Some think the word is related to the Latin alum, meaning bitter, which would make it a cognate with aluminum, or maybe it's connected to the Germanic verb alan, which meant to grow or swell, perhaps a reference to the fermentation process.
This would make it cognates with old.
Beer comes from the Old English beor, which some have suggested is related to the word barley.
This seems unlikely though, since beor was originally a sweet, fruit-based drink.
It wasn't until later that it became a synonym for ale.
The more accepted source is a borrowing of the Latin bibere, which meant to drink, also where we get beverage and imbibe.
Lager is short for the German lagerbier, which meant a beer that was laid down or stored for a long time.
It comes from the P-I-E root legh, which also gives us the word law because you can lay down the law.
Today, the term laid down is still used to describe the long storage of alcoholic drinks.
- I've got a few bottles of the old Winyard left.
It was laid down by my father.
- I know you're not supposed to follow beer with liquor, but let's move on to the hard stuff.
The earliest archeological evidence suggests that Muslim chemists were distilling wine into a concentrated liquor in the eighth or ninth century.
Alcohol actually has an Arabic origin, al-kohl, a purified gray powder used for cosmetic purposes.
The practice spread to Europe where the distillation process was seen as extracting the very spirit of wine, which was believed to have life-giving properties.
Hence, the Latin name, aqua vitae, water of life.
This term migrated to several other languages like eau de vie in French, akvavit in Scandinavian, okowita in Polish, and uisce beatha in Gaelic, which was eventually shortened to whiskey.
Some linguists believe the term also influenced the Russian vodka, which literally means little water.
As the distillation process spread across the world, the resulting liquors were typically named either after their main ingredient, as in gin and rye, or their place of origin, like bourbon and scotch.
The agave plant of Mexico is used to make three different kinds of alcoholic drinks; tequila, which is named after the town of origin, mezcal, which is named after the plant from the Nahuatl mexcalli, and pulque, a sour, milky beverage made from agave sap.

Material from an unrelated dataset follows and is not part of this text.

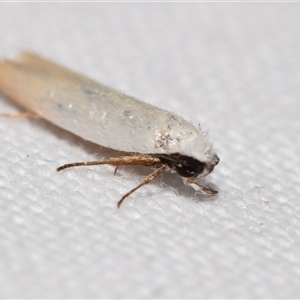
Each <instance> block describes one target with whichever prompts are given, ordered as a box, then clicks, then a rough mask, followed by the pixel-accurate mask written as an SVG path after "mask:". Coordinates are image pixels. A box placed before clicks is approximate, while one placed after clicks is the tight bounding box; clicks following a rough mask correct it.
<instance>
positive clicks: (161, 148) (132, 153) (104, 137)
mask: <svg viewBox="0 0 300 300" xmlns="http://www.w3.org/2000/svg"><path fill="white" fill-rule="evenodd" d="M0 90H2V91H3V93H5V94H6V95H8V96H9V97H10V98H11V99H13V100H14V101H15V102H17V103H18V104H19V105H21V106H23V107H24V108H26V109H27V110H29V111H31V112H34V113H36V114H37V115H39V116H40V117H42V118H44V119H46V120H48V121H50V122H52V123H54V124H56V125H58V126H59V127H61V128H63V129H66V130H68V131H70V132H72V133H74V134H76V135H78V136H80V137H82V138H83V139H85V140H89V141H92V142H94V143H96V144H99V145H102V146H104V147H108V148H111V149H115V150H119V151H124V152H128V153H132V157H146V158H149V159H148V160H147V159H146V160H143V161H142V162H141V163H137V160H134V163H131V164H143V163H144V165H149V166H152V167H154V168H155V169H161V172H162V171H164V170H165V169H171V170H174V171H176V172H177V173H178V174H179V175H180V176H181V177H182V178H183V181H184V182H185V184H187V185H190V186H192V187H193V188H194V189H195V190H197V191H201V192H202V193H204V194H214V193H216V192H215V191H213V190H212V189H210V188H208V187H202V186H200V185H199V184H198V183H196V179H197V178H198V177H203V176H206V175H207V174H209V173H210V172H211V171H212V170H213V168H214V166H215V165H216V164H217V163H218V162H219V158H218V156H217V155H216V154H215V152H214V150H213V147H212V144H211V142H210V141H209V140H208V137H207V134H205V133H203V132H202V131H201V129H200V128H196V127H195V126H193V125H192V124H191V123H189V122H188V121H186V120H184V119H183V118H182V117H180V116H178V115H176V114H174V113H171V112H168V111H166V110H163V109H160V108H158V107H155V106H153V105H150V104H147V103H144V102H142V101H139V100H137V99H135V98H133V97H130V96H127V95H125V94H123V93H121V92H118V91H116V90H113V89H111V88H109V87H107V86H105V85H102V84H100V83H97V82H95V81H93V80H91V79H89V78H86V77H84V76H82V75H79V74H77V73H75V72H72V71H70V70H68V69H66V68H64V67H61V66H58V65H56V64H54V63H52V62H50V61H48V60H46V59H43V58H41V57H39V56H37V55H35V54H32V53H27V52H25V53H22V55H21V59H20V60H19V61H10V60H5V61H2V62H0ZM126 157H127V156H126ZM127 158H128V157H127ZM151 158H155V162H154V161H152V160H151ZM129 160H130V159H129ZM107 163H108V164H112V163H111V162H107ZM79 164H80V163H79ZM94 164H103V163H96V162H94ZM124 164H130V163H124V161H118V163H117V164H115V165H116V166H118V165H124ZM74 165H75V164H73V165H72V164H68V165H66V166H63V167H62V168H59V169H65V168H67V167H71V166H74ZM77 165H78V164H76V166H77ZM81 165H86V164H84V163H81ZM163 166H164V167H163ZM161 172H160V173H161ZM160 173H159V174H160ZM159 174H157V175H156V176H158V175H159ZM150 175H151V174H150ZM150 175H149V176H150ZM146 183H148V182H146ZM146 183H144V184H146ZM123 200H124V199H123Z"/></svg>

Pulque is the oldest of the three, originally called octli by the Meso-Americans who invented it thousands of years ago.
The Spanish name was probably a corruption of a Nahuatl term, poliuhqui octli, which means spoiled octli.
Once you start mixing liquors with other beverages, the result is widely known as a cocktail, although no one is certain why.
One theory refers to a 19th century New Orleans socialite who served mixed drinks in egg cups, known in French as coquetiers.
Another suggests it's named after a horse's tail that has been cut short, as was the fashion with horses of mixed pedigree.
Now that everyone has the drink they ordered, it's time to raise our glasses for a toast.
Wait, why is it called a toast?
It can't really have anything to do with twice cooked bread, can it?
Actually, yes.
There was an archaic tradition of adding a small piece of charred bread into your wine to add flavor and soup acidity.
Since this was typically done on festive occasions, you can imagine it to be the perfect moment to say something special before everyone takes their first sip.